The most insignificant things can have an unexpectedly vital potential (…) The performance is of a surgical and aesthetic precision: without emotion, the cruel and banal cycle of life.

F.R., Libération / September 2009


Monsters who give into the most terribly human of impulses: to play, to dream, to conceive, to love, to devour, to kill… Witch-like gestures lead the creator to be devoured by her own creations, just before the manipulator can rid herself of the monsters… The magician is transformed into a dishevelled and hysterical Medusa, who then reveals herself to be a fresh-face of Botticelli Madonna before donning a veil and emitting a frightening kind of braying: visibly Nicole Mossoux enjoys herself, supported in her madness by Thomas Turine, a furious and diabolically precise musician.

Fans of the Belgian artists who mix dance, theatre, music and painting in a mad physical engagement will recognize them here. For the rest: welcome to the fabulous world of Mossoux-Bonté.

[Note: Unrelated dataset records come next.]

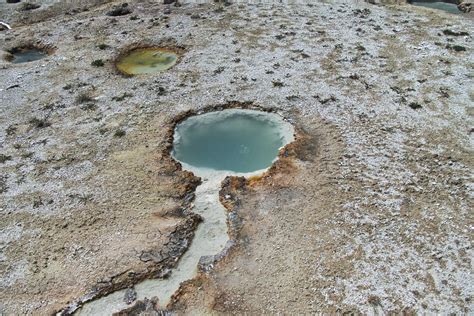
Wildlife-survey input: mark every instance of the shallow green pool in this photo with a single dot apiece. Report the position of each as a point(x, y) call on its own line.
point(448, 7)
point(147, 60)
point(234, 140)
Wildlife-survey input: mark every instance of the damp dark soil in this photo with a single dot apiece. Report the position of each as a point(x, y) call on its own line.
point(25, 55)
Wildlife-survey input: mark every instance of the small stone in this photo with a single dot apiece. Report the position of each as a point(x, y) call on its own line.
point(130, 296)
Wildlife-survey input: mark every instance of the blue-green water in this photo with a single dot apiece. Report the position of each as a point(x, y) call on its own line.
point(25, 56)
point(448, 7)
point(233, 140)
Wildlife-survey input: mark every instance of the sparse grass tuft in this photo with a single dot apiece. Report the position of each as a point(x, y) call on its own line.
point(39, 123)
point(119, 133)
point(97, 63)
point(4, 158)
point(84, 97)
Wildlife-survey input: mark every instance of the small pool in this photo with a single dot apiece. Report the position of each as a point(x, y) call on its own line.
point(147, 61)
point(234, 140)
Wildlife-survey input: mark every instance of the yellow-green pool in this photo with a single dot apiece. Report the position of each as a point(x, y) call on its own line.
point(147, 61)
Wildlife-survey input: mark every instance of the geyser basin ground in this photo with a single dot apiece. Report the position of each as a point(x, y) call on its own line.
point(438, 5)
point(212, 146)
point(19, 56)
point(147, 61)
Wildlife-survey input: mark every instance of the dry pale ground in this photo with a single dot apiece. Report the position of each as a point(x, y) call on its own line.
point(369, 211)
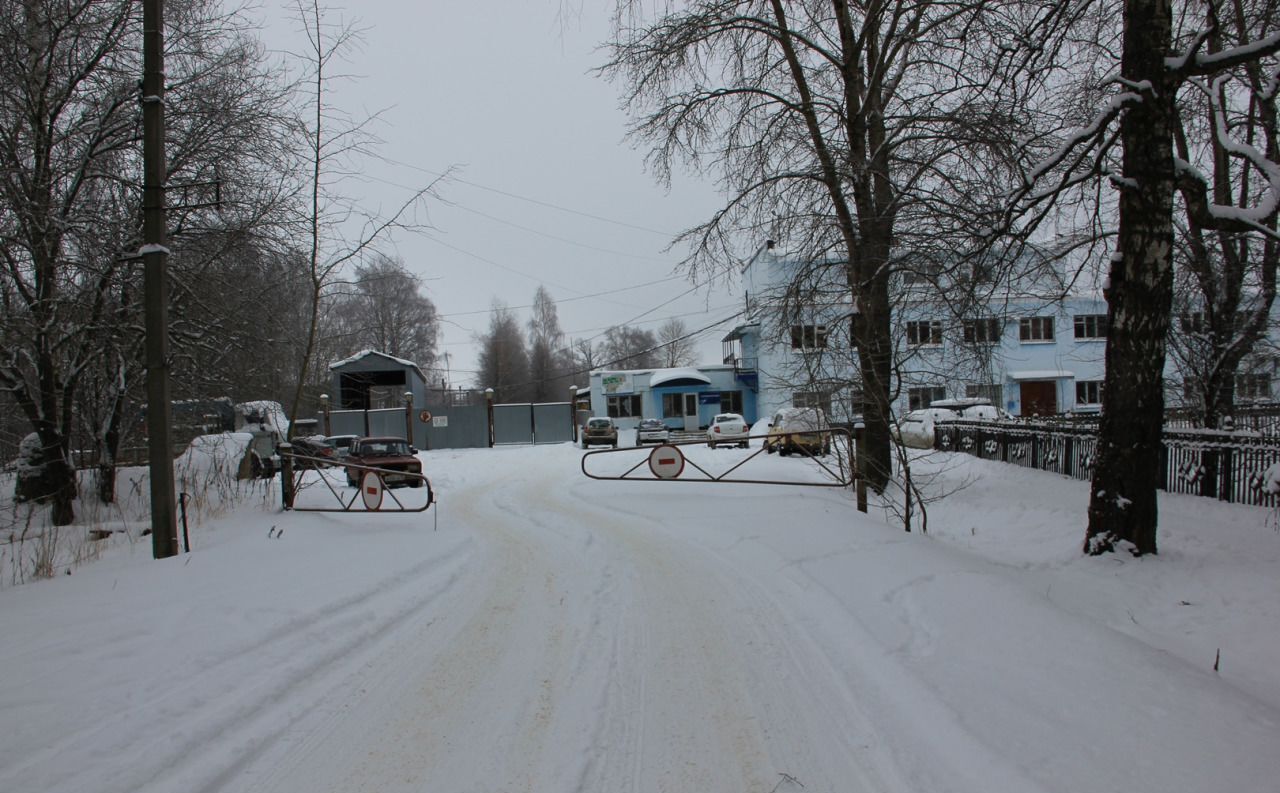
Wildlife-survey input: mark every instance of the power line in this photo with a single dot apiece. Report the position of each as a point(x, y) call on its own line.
point(583, 297)
point(516, 225)
point(535, 201)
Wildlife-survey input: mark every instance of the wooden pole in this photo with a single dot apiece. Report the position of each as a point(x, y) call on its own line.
point(155, 261)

Danièle Carraz, La Provence / July 2010


Kefar Nahum is fascinating from the beginning until the end - deft, inventive and full of energy – an extraordinary and consequential work with marionettes.

Matthew Isaac Cohen, Barbican Pit / January 2010


How not to be in ecstasy before such a masterful manipulation of objects, a mastery that extends to the smallest details? Incontestably Nicole Mossoux delivers an exemplary performance with a fresh perspective (…)

Laurence Berterls, La Libre Belgique / September 2008


With a face that does not show a single emotion, to such a degree that it appears to be made of wax, a fleshy mask behind a gas mask, Nicole Mossoux has invented a very beautiful theatre of objects (…)

Mathieu Braunstein, Télérama / October 2011


Here all is possible and nothing is what it seems.